Like you will talk about sex scholarly but you will not say from your own view whether its terrific for you or not.
Or you will talk about abortion scholarly but you will not say whether you endorse it or not.
In regard to divine authorship of the Bible,
most probably as I said, you people think that I am trying to push you to make an admission that God wrote the Bible.
Which is exactly not the fact.
The fact is that I sincerely want to find out how you people look at divine authorship of the Bible.
Even though I am of the strong view that simply put: ‘God did not write the Bible’.
Is that a legitimate inquiry from you people in the board Comments on Staff Reports?
Which is described thus:
Comments on Staff Reports:
For comments on Staff Reports (formerly called “Mailbag Answers”) contributed by the Straight Dope Science Advisory Board.
I agree with you perfectly that the discussion on the divine authorship should go and stay in Great Debates.
But, I think you owe it to readers who do approach you on your writings to give your personal view on the really pressing question, like ‘Did God write the Bible’, when you have treated scholarly on its human authorship.
And then to refer them for the real discussion to Great Debates.

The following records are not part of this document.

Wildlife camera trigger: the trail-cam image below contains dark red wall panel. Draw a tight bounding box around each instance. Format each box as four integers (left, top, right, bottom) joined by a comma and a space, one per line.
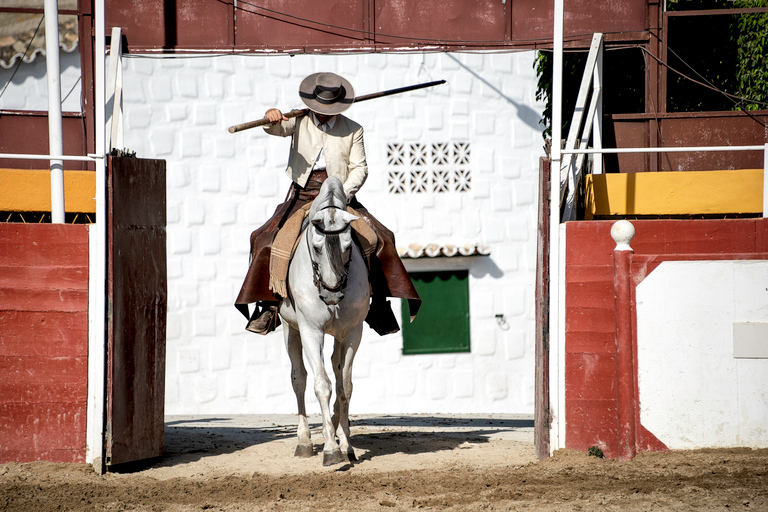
608, 112, 768, 173
0, 311, 88, 358
235, 0, 367, 49
512, 0, 646, 42
104, 0, 650, 52
375, 0, 507, 46
106, 0, 234, 49
0, 115, 89, 170
0, 224, 89, 464
0, 403, 86, 463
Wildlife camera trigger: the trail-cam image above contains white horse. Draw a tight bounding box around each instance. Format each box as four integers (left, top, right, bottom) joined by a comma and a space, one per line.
278, 177, 371, 466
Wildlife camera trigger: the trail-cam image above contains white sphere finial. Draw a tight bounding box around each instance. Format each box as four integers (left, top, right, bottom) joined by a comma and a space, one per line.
611, 220, 635, 251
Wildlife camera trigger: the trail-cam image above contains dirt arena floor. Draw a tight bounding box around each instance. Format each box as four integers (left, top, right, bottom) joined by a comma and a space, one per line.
1, 414, 767, 511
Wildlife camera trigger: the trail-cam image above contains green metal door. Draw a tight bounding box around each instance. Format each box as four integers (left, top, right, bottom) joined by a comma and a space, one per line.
401, 270, 470, 354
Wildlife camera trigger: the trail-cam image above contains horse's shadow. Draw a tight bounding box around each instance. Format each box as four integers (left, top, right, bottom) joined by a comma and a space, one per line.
109, 417, 297, 473
344, 415, 533, 465
108, 415, 533, 473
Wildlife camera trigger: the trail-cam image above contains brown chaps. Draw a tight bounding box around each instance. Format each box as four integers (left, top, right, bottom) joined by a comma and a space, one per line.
234, 171, 421, 322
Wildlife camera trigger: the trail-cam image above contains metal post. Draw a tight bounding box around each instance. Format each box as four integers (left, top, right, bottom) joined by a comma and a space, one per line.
548, 0, 565, 455
44, 0, 64, 223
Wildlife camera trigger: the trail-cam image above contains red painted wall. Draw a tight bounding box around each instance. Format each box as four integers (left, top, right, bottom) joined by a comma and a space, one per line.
0, 224, 89, 463
565, 218, 768, 458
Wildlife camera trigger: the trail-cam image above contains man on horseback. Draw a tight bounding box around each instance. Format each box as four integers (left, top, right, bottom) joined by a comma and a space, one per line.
235, 72, 421, 336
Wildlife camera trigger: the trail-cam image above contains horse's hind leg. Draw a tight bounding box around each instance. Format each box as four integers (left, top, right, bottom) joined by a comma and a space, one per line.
332, 324, 363, 462
284, 325, 313, 458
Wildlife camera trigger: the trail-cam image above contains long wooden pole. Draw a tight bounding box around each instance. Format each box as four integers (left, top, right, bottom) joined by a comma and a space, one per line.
227, 80, 446, 134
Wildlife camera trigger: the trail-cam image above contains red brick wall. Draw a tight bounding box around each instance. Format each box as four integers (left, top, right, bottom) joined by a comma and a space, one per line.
565, 218, 768, 458
0, 224, 89, 463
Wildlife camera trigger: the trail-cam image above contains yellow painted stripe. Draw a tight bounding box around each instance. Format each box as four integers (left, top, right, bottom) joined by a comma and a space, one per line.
584, 169, 764, 218
0, 169, 96, 213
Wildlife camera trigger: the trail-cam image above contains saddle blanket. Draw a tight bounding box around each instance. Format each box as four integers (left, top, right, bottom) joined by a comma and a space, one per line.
269, 203, 378, 298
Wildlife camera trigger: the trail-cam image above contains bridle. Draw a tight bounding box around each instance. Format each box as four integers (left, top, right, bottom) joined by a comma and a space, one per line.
307, 208, 352, 297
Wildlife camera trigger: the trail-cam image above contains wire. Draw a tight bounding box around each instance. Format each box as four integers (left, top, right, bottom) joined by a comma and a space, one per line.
61, 74, 81, 104
641, 50, 674, 171
640, 46, 768, 109
0, 14, 44, 101
667, 45, 768, 109
639, 47, 768, 129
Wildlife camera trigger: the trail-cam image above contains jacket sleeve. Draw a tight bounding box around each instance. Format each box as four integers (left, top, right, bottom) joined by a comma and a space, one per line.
343, 125, 368, 198
262, 116, 297, 137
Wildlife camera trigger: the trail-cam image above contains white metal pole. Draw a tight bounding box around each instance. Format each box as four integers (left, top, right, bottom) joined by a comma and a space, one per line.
549, 0, 565, 455
86, 0, 107, 470
43, 0, 64, 223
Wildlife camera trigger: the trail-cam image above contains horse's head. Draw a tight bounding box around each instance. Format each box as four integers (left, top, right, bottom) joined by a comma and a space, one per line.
306, 178, 359, 305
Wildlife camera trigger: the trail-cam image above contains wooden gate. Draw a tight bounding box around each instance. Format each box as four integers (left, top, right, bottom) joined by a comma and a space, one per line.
105, 156, 167, 467
534, 158, 551, 459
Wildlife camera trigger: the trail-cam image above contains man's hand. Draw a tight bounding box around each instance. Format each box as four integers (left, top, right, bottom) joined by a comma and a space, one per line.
265, 108, 289, 125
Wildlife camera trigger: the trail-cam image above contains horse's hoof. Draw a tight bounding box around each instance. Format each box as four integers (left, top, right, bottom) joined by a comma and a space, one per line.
294, 444, 314, 458
344, 448, 357, 463
322, 449, 345, 466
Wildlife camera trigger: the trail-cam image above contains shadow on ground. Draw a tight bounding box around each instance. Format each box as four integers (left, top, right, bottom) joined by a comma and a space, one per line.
109, 415, 533, 473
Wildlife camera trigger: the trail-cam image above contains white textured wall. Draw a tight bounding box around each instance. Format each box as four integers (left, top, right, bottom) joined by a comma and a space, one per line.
637, 260, 768, 449
119, 51, 544, 415
0, 49, 82, 112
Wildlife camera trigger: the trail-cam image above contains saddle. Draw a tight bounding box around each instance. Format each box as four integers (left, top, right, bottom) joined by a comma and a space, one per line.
268, 201, 377, 299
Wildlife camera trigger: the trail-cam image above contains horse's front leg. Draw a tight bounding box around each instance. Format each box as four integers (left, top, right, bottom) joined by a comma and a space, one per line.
283, 324, 313, 458
332, 323, 363, 462
299, 322, 344, 466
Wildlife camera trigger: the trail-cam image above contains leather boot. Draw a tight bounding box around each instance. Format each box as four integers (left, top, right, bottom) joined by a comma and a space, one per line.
246, 302, 281, 335
365, 299, 400, 336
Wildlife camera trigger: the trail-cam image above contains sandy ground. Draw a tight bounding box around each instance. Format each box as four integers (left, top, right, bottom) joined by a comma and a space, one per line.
1, 414, 767, 511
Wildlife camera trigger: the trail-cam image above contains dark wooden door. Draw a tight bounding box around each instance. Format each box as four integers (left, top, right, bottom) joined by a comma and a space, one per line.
534, 157, 551, 460
105, 156, 167, 466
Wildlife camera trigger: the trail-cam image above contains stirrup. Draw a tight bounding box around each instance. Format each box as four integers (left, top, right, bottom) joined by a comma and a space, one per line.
246, 305, 281, 335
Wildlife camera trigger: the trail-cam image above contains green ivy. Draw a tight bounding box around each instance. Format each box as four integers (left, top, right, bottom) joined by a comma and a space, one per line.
734, 1, 768, 110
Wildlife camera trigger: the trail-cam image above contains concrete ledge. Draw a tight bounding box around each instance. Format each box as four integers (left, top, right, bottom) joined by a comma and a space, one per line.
0, 168, 96, 213
585, 169, 764, 218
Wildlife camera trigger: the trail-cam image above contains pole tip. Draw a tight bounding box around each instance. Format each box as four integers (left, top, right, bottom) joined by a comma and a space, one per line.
228, 126, 237, 134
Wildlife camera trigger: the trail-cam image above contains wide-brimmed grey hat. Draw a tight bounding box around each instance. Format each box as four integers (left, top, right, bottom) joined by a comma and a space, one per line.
299, 72, 355, 115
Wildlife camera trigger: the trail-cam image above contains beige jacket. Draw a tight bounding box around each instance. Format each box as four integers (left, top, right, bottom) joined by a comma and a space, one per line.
263, 113, 368, 197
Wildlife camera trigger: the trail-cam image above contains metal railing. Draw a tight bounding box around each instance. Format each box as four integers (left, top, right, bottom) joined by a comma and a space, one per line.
558, 32, 768, 221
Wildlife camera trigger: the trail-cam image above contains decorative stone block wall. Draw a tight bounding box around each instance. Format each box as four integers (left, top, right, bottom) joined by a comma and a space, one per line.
119, 51, 545, 415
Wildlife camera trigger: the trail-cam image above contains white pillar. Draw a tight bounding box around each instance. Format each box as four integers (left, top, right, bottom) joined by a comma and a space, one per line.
548, 0, 565, 455
44, 0, 64, 223
86, 0, 107, 471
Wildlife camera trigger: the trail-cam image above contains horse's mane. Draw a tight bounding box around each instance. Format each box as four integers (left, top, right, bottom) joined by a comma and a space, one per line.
323, 232, 348, 281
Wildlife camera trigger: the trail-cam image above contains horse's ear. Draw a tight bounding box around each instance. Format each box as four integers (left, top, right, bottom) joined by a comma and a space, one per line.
340, 211, 359, 224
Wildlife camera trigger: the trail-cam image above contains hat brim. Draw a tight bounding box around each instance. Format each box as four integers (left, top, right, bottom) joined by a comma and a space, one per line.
299, 73, 355, 115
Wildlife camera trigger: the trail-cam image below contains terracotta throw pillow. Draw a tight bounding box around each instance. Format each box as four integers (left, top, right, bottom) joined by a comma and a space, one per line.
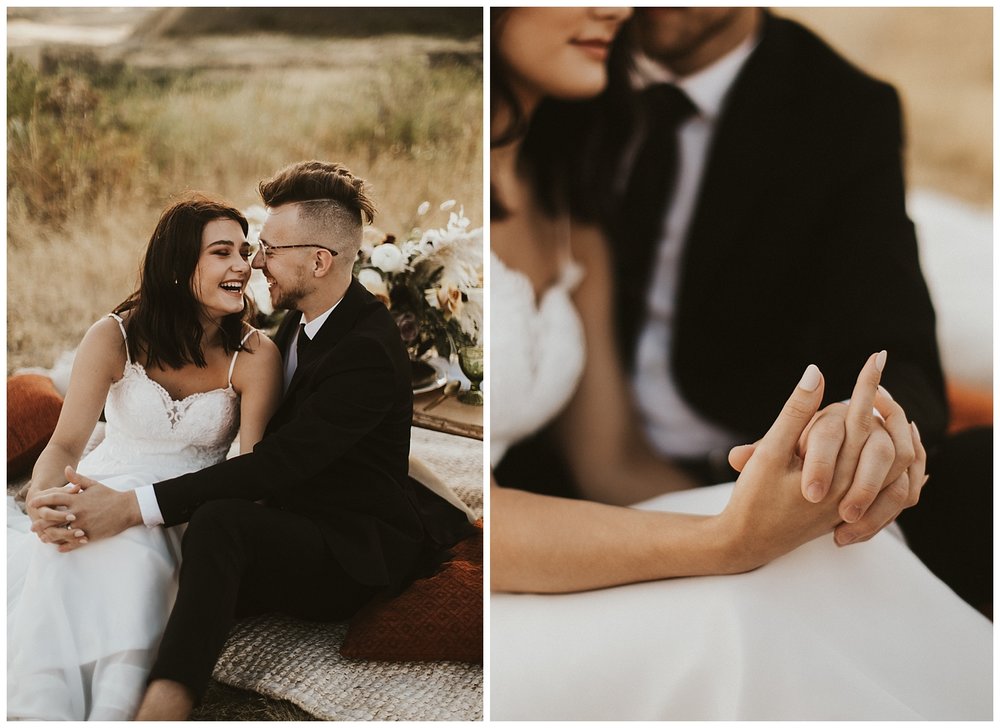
341, 519, 483, 663
8, 374, 63, 478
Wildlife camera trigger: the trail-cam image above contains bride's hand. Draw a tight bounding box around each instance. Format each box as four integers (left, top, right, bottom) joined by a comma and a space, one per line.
720, 353, 886, 571
28, 467, 142, 551
27, 483, 87, 546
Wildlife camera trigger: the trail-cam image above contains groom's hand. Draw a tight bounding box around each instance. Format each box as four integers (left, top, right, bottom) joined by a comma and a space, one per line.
729, 352, 925, 545
797, 353, 923, 545
28, 467, 143, 552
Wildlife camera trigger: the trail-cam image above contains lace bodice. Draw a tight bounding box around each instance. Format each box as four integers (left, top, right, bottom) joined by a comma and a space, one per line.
490, 250, 586, 466
82, 315, 246, 476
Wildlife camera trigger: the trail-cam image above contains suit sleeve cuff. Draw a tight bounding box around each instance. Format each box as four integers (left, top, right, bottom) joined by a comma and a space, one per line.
135, 485, 164, 527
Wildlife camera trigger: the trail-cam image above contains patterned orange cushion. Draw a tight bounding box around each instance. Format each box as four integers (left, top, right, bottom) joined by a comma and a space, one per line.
340, 519, 483, 663
7, 374, 63, 478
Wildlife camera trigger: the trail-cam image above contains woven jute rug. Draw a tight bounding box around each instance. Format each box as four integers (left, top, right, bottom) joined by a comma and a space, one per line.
214, 617, 483, 721
212, 426, 484, 721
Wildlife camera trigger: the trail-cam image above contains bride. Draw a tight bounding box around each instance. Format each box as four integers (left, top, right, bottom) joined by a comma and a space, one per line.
7, 195, 283, 720
490, 7, 991, 720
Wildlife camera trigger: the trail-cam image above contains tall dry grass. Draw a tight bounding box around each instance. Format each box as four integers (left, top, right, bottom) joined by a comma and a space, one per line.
7, 35, 483, 373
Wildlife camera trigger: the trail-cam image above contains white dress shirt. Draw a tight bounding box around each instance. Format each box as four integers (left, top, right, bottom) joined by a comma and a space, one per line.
136, 298, 343, 527
628, 35, 761, 459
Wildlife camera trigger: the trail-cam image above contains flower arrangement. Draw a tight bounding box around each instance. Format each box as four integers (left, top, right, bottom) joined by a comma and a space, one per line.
355, 200, 483, 360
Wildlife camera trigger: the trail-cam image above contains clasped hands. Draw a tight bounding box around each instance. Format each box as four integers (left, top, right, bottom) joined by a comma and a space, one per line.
26, 468, 141, 552
721, 351, 927, 571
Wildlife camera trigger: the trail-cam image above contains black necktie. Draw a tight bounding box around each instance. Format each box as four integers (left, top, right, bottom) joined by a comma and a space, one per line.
296, 323, 311, 363
615, 83, 697, 367
621, 83, 697, 255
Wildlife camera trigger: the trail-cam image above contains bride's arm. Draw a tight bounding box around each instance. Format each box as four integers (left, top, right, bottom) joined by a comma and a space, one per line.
231, 331, 283, 454
27, 318, 124, 504
491, 354, 902, 593
491, 478, 734, 593
552, 222, 697, 505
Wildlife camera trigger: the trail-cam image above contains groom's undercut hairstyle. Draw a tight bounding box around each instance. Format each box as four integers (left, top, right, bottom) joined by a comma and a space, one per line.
258, 161, 376, 259
115, 194, 255, 370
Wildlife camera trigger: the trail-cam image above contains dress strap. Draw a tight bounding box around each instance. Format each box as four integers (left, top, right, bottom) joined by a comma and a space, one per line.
106, 313, 131, 364
227, 328, 258, 388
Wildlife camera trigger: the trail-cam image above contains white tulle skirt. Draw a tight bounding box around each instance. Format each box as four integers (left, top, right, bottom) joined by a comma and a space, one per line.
491, 483, 992, 720
7, 467, 186, 721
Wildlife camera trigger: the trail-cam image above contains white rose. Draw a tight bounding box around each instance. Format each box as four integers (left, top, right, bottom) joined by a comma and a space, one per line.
358, 268, 390, 306
370, 243, 407, 273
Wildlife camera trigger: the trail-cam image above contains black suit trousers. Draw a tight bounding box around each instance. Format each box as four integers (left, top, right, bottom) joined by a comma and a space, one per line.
148, 500, 379, 699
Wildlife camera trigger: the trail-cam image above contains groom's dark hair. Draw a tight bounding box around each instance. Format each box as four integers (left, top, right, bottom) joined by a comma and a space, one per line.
115, 194, 255, 370
258, 161, 376, 259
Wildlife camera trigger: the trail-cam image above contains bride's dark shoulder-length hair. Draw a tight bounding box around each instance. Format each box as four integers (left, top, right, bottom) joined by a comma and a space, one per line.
114, 194, 255, 370
491, 8, 639, 225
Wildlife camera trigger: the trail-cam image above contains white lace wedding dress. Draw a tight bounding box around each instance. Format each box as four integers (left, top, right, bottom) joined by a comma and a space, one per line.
490, 253, 992, 720
7, 315, 249, 720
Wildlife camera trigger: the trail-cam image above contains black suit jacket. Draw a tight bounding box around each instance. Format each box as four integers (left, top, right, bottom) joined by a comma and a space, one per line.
615, 13, 947, 448
154, 278, 466, 590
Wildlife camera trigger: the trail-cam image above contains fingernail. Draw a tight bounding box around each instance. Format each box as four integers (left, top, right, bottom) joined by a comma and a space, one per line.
805, 482, 824, 503
798, 364, 821, 392
911, 421, 921, 443
65, 514, 76, 522
837, 531, 857, 546
80, 538, 88, 544
877, 384, 892, 400
875, 350, 887, 373
844, 504, 863, 523
74, 530, 84, 538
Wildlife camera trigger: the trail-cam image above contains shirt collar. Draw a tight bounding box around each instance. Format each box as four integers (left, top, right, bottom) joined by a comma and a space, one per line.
299, 295, 344, 341
630, 31, 760, 121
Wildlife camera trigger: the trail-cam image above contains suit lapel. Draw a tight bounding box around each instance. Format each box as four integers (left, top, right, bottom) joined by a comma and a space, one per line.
282, 278, 371, 400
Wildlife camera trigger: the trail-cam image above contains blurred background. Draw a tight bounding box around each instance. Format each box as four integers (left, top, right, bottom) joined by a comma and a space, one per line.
7, 7, 483, 374
778, 8, 992, 418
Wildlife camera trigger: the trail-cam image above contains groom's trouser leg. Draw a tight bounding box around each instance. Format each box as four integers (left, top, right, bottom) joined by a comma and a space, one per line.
148, 499, 378, 700
896, 426, 993, 610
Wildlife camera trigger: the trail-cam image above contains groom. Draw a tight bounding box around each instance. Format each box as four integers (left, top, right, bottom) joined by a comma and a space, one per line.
31, 160, 472, 718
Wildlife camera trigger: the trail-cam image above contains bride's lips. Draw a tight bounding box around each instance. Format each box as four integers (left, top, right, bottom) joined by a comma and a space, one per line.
570, 37, 613, 61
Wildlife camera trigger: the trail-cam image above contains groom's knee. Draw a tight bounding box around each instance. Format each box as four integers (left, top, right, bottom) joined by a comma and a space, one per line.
182, 499, 251, 556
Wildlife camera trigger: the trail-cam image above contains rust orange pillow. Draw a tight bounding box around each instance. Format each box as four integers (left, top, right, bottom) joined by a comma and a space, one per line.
947, 382, 993, 433
8, 374, 63, 478
341, 519, 483, 663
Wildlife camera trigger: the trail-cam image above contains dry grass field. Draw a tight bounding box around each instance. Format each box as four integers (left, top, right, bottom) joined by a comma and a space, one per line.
7, 7, 482, 373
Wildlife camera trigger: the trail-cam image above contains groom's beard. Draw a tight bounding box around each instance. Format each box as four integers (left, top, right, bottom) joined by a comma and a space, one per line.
270, 272, 311, 312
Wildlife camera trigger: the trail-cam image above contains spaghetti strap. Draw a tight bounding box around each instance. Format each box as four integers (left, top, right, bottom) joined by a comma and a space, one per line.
106, 313, 131, 364
227, 328, 258, 388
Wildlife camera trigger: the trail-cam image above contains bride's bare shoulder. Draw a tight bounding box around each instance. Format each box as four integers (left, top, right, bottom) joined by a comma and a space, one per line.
75, 315, 129, 374
568, 220, 611, 267
230, 329, 282, 391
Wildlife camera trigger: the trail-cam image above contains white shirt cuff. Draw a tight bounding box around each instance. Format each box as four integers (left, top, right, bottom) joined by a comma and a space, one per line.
135, 485, 164, 527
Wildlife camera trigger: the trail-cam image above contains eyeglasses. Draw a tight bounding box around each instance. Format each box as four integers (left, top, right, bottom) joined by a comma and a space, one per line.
253, 240, 338, 259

Maybe Cecil Adams could have answered my query in this manner:
“Did God write the Bible? You ask for my personal view, Susma. I have written extensively on the human authorship, as regards the divine authorship, I don’t believe that (or I believe that).”
And give me some personal reasons why he does (or does not).
God bless you.
(Maybe that invocation is what misleads you people and readers here that I am pushing for the divine authorship of the Bible.)
Susma Rio Sep
Susma, are you deliberately being annoying? I gave you my answer in my first response to this thread. Eutychus gave you his answer early on as well.
Why do you keep asking the same question over and over and over and over and over, when we have already given our answers?